Fans of the TV show Homeland know about the diversion tactic of a highly visible, yet preventable terrorist attack that draws attention away from the bad guy's real goal of inflicting harder-to-detect, broader harm.
In the TV show, a U.S. Marine sniper who's been recruited by Middle Eastern terrorists shoots several people in the Vice President's entourage as they are about to enter CIA headquarters. The VP and top members of the National Security Council barely escape and are quickly taken to a safe room as televised chaos rages outside. Problem is, the real terror awaits inside - another double agent, a U.S. Marine who's been "turned," is waiting to blow up the room containing the VP and his staff. Since this is TV, the second double agent's undetected suicide bomb malfunctions.
What does this have to do with bank security? A group of bankers, analysts and tech professionals that we spoke with in the wake of the politically-motivated denial of service web attacks on U.S. banks this fall all fear a cybercrime equivalent of the terror scenario described above. They think the substantial denial of service attacks aimed at the largest banks are a prelude to a longer-term series of smaller malware intrusions and insider attacks against banks of all sizes - actions that are much harder to detect and stop, but capable of doing harm in the form of ID theft, data breaches and network disruptions. While it's too early to know if such a second wave is truly underway, the fear is giving ammo to providers of layered authentication, cloud-based continuity and network monitoring, who smell a spike in security spending as banks prepare to fight more sophisticated denial of service attacks as well as a related or unrelated wave of follow-up attacks.
"The attackers make a loud noise and say 'look over to the left,' and the industry allocates a lot of resources to stopping that kind of very loud and large attack in the future. And that focus on the immediate or obvious threat can weaken resources in other areas," says Jason Malo, a research director at CEB TowerGroup. "The smaller attacks are designed to hide in the network or a piece of code or an application. They don't reveal themselves easily."
So far, the denial of service attacks fit the "loud noise" part of the scenario perfectly. During late September and early October, it was hard to look anywhere in the news without seeing some report connected to a film called "The Innocence of Muslims," which reportedly lampooned Mohammed. There's no evidence that any banks were even remotely connected to the film, but denial of service attacks nonetheless were launched against more than a half dozen banks, including Bank of America, U.S. Bancorp, SunTrust, Capital One, Regions Financial, PNC, Bank of America and Wells Fargo. These attacks, in which an organized group of crooks click on a website repeatedly to overwhelm bandwidth, cause website activity to slow down or shut down for a time. A group called the Izz ad-Din al-Quassam Cyber Fighters claimed responsibility.

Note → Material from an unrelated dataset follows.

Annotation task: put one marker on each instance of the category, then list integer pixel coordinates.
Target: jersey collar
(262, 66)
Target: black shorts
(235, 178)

The attacks drew the attention of Defense Secretary Leon Panetta, who asked Congress to give the government power to protect major facilities from cyberterrorism and suggested President Obama may order sharing of data among industry and government to mitigate web attacks.
But closer to the bank IT community, the concern is that these larger attacks will lead to smaller attacks as smaller crooks affiliated with the hacktivists or more traditional thieves look to take advantage of the diversion. As such, preventative measures for both larger and smaller attacks are being recommended.

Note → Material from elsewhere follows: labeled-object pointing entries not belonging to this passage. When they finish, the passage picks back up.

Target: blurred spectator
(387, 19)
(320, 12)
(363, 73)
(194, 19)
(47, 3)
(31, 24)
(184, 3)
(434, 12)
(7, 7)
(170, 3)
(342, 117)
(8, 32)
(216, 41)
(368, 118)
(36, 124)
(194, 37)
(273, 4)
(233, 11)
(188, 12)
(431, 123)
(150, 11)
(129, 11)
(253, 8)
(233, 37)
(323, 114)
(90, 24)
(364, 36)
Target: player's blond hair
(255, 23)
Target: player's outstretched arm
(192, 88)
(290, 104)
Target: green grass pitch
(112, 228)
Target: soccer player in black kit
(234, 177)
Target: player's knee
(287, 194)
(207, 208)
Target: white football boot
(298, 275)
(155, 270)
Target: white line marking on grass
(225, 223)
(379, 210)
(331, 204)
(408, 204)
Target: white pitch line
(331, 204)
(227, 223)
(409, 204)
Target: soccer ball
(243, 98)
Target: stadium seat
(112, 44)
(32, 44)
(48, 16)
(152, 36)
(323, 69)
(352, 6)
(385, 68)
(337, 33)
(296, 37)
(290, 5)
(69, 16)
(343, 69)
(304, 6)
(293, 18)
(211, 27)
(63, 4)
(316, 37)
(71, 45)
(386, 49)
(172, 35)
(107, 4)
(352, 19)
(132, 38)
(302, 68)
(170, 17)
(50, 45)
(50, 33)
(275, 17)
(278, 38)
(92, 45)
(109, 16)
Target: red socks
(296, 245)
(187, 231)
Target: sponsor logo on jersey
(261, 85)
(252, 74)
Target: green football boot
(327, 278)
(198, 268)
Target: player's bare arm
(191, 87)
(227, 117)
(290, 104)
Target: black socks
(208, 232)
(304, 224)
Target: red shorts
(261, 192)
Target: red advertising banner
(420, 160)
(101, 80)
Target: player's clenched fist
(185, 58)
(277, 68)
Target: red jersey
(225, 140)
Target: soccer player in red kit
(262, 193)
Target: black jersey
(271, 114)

As an example, Malo mentioned Sony, which in 2011 told Congress that it didn't notice security breaches that compromised user accounts on its PlayStation Network, Qriocity and Sony Online Entertainment because it was distracted by distributed denial of service attacks. In the Sony case, crooks exploited a system vulnerability to gain access to its network and escalate privileges inside servers while Sony's security team was focused on combating the DDOS attacks.

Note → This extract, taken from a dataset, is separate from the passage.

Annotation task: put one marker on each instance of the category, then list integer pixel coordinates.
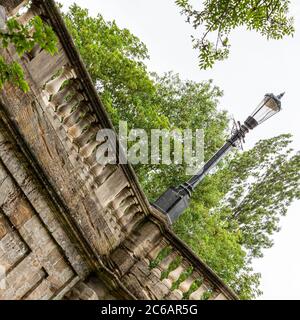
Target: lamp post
(175, 200)
(3, 19)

"You have to consider when something like this happens, the first thing you do is make sure [the big attack] is not masking some other types of behaviors," says Curtis Anderson, an information security analyst at TCF Bank.
Anderson would not discuss his bank's hacking prevention strategy in specifics, but says there are emerging, hosted web security systems that monitor web traffic for suspicious spikes in activity and other red flags, and divert unusual activity or access outside of the bank's network for investigation.
Malo suggests virtualization of core systems, which some banks are starting to incorporate in their business continuity plans by making virtual copies of servers that run core systems, can be useful in reducing the impact of denial of service attacks.